|MadSci Network: Earth Sciences|
The crust and the lithosphere both are names for the outermost part of the solid earth, but they are defined in different ways. See an excellent illustration from an online book on plate tectonics (published by the United States Geological Survey) at: http://pubs.usgs.gov/publications/text/inside.html
The crust and the next layer down, the mantle, are defined by their composition, but we don't have many opportunities to take a direct sample and analyze it, so one of the ways we use instead is to use properties that reflect composition. One of these is the speed of earthquake waves (or manmade seismic waves from explosions, etc.). At the boundary between the crust and the mantle, there is a big jump in the speed of seismic waves. That corresponds to a change from mostly mafic rocks (such as gabbros and diorites) in the crust to mostly ultramafic rocks (such as peridotites) in the mantle. The speed of seismic waves normally increases as you go down in the earth because the pressure increases, but the increase is slow and steady. At the crust-mantle boundary, however, the increase is very rapid, creating a discontinuity in the speed versus depth graph. The discontinuity is named for the discoverer, Mohorovicic (see http://wwwneic.cr.usgs.gov/neis/seismology/people/mohorovicic.html), but people get tired of saying Mohorovicic discontinuity all the time, so we just call it the Moho, for short.
The lithosphere in defined by physical properties, rather than chemical properties. Confusingly, these can also be measured by the speed of earthquake waves. The lithosphere is the stiff part of the earth. It includes all of the crust and some of the upper mantle as well.

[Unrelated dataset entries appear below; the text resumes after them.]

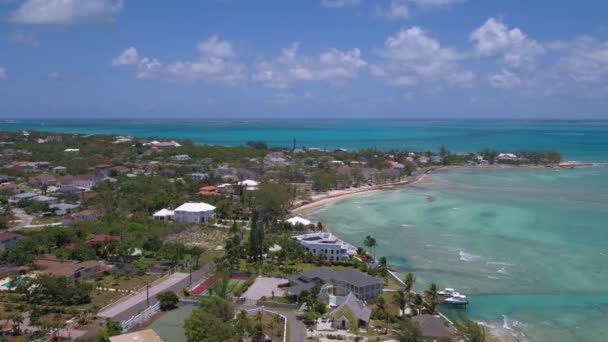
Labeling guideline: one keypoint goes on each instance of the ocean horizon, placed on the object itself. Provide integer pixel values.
(458, 135)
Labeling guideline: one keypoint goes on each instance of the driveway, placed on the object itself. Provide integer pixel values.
(133, 304)
(25, 219)
(264, 287)
(296, 326)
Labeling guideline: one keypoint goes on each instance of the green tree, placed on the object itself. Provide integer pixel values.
(409, 281)
(370, 242)
(168, 300)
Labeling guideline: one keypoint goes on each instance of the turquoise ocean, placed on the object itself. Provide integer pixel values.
(529, 246)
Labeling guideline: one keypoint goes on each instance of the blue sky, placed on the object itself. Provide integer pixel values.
(313, 58)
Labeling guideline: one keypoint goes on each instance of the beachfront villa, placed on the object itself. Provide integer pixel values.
(9, 240)
(327, 243)
(337, 283)
(194, 212)
(297, 220)
(249, 185)
(350, 313)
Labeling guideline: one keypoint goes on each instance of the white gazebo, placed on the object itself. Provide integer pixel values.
(164, 215)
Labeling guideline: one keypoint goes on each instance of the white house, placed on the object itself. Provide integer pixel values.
(299, 220)
(506, 157)
(194, 212)
(249, 184)
(327, 243)
(164, 215)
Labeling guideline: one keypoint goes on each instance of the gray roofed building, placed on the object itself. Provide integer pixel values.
(351, 308)
(364, 286)
(61, 209)
(22, 197)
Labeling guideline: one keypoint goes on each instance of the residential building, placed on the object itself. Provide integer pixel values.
(249, 185)
(180, 157)
(9, 240)
(297, 220)
(275, 159)
(350, 313)
(208, 190)
(83, 216)
(61, 209)
(46, 199)
(327, 243)
(164, 215)
(15, 199)
(194, 212)
(199, 176)
(339, 282)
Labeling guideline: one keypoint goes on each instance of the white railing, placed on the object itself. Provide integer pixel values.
(140, 318)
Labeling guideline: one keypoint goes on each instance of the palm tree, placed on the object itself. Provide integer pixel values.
(370, 242)
(431, 298)
(401, 300)
(409, 281)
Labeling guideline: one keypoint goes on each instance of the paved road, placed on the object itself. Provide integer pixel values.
(296, 326)
(25, 219)
(137, 302)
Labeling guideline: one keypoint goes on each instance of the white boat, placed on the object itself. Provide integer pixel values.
(447, 292)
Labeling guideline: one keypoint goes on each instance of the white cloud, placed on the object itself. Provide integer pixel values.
(495, 39)
(410, 57)
(65, 11)
(213, 65)
(127, 57)
(505, 80)
(395, 9)
(331, 65)
(214, 47)
(339, 3)
(24, 38)
(431, 4)
(584, 60)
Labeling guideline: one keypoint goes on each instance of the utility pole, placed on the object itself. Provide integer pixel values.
(147, 295)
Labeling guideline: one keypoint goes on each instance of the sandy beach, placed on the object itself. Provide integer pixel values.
(328, 197)
(323, 198)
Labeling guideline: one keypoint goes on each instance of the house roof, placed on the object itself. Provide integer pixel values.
(249, 182)
(431, 326)
(195, 207)
(297, 219)
(163, 213)
(306, 280)
(356, 306)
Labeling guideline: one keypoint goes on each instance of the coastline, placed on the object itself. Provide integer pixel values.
(332, 196)
(493, 331)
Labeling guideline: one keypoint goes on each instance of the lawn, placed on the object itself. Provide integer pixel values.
(170, 325)
(129, 282)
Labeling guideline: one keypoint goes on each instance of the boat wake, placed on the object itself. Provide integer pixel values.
(466, 257)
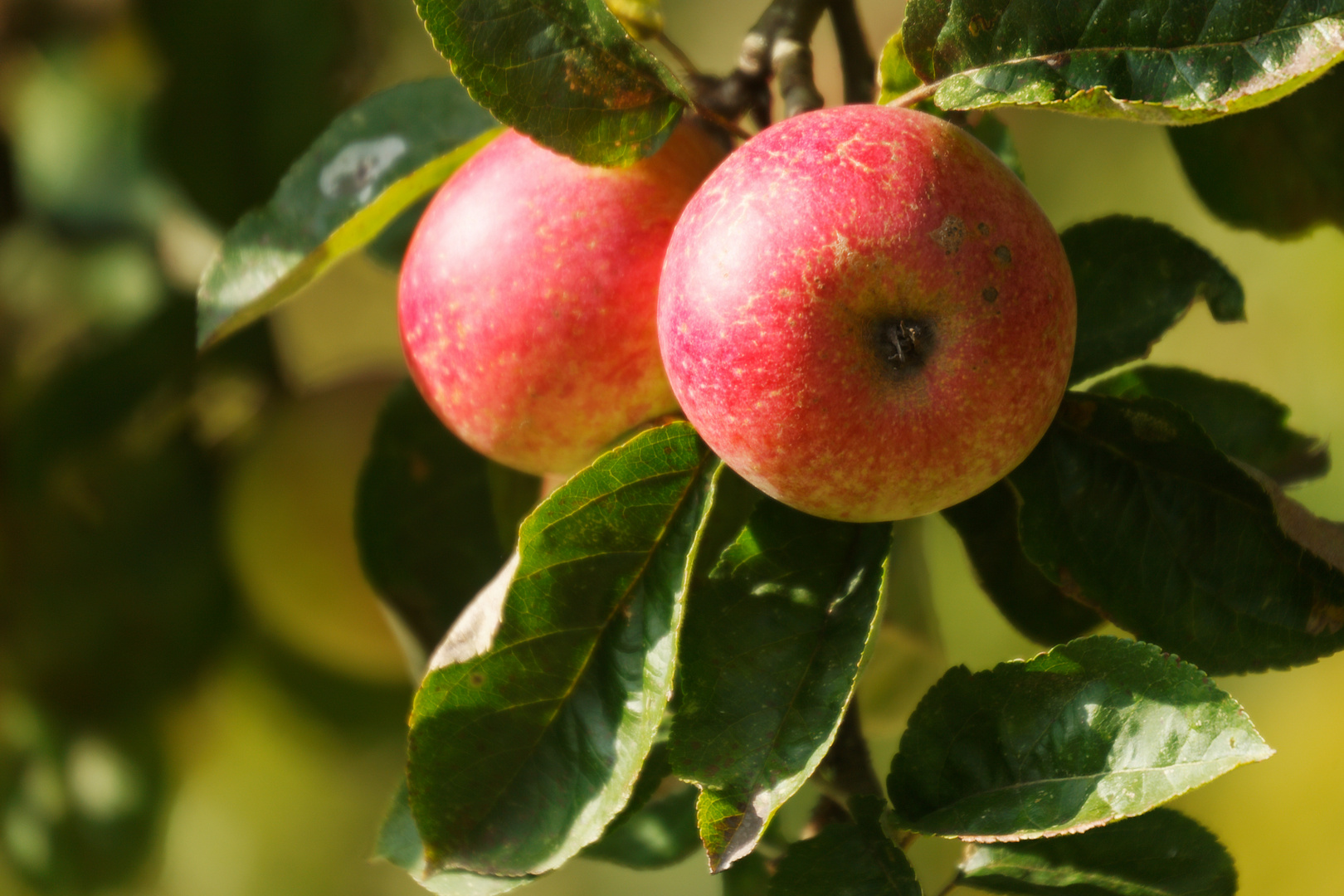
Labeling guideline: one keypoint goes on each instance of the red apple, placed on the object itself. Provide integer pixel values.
(528, 297)
(866, 314)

Below the lithosphere is another part of the mantle, known as the asthenosphere, which is sort of a stiff mush and behaves like plastic. Remember how I said that seismic velocity normally goes up slowly with depth and that it takes a big jump up at the Moho? Well, at the base of the lithosphere (which is the top of the asthenosphere), there is a big _decrease_ in seismic velocity. This decrease reflects the presence of a tiny amount of melt between the mineral grains of the mantle. This melt lubricates the grains and make it possible for them to flow. As a result, the stiff and brittle shell of the earth (the lithosphere) is carried around on the moving asthenosphere.
The other questions you ask, are also related to quakes. The shadow zone is related to the structure of the earth. Earthquake waves come in two flavors, P or pressure waves, and S or shear waves. P waves can move through anything, but S waves can only move through solid or somewhat solid materials. When a quake happens, there is a big area on the opposite side of the earth where seismometers do not pick up the S waves. That area is the shadow zone. In order to block S waves, you need something that is not solid. Since S waves _are_ blocked, we believe there must be a zone of liquid down near the center of the earth. We call this liquid material the outer core and know from P waves and other data that it is made of molten Fe, Ni, and S. The shadow zone is not related to the Moho in any way. The outer boundary of the outer core is thousands of kilometers deeper than the Moho.
Seismic gaps are near-surface features. When scientists study earthquakes along plate boundaries (where the fractured pieces of the lithosphere rub together as they move around), they sometimes find a part of the plate boundary where there have not been any big quakes in a long time. If you put all the quakes on a map, there would be a space with none or very few quakes. This space is the "seismic gap". What I think you mean by the gap hypothesis is the idea that if there is a gap, a place without many quakes for some time, then that place is at a higher risk for a big earthquake than adjacent areas which have been active. So the gap is the area itself and the hypothesis is that such an area is a high-risk area for future quakes. Gaps can also occur, however, where the plates are moving slowly and steadily (known as "creep"). Those areas are not at risk because the steady movement keeps releasing energy before it can be stored.
I hope this helps. Sorry for the delay, you caught me at midterm exam time.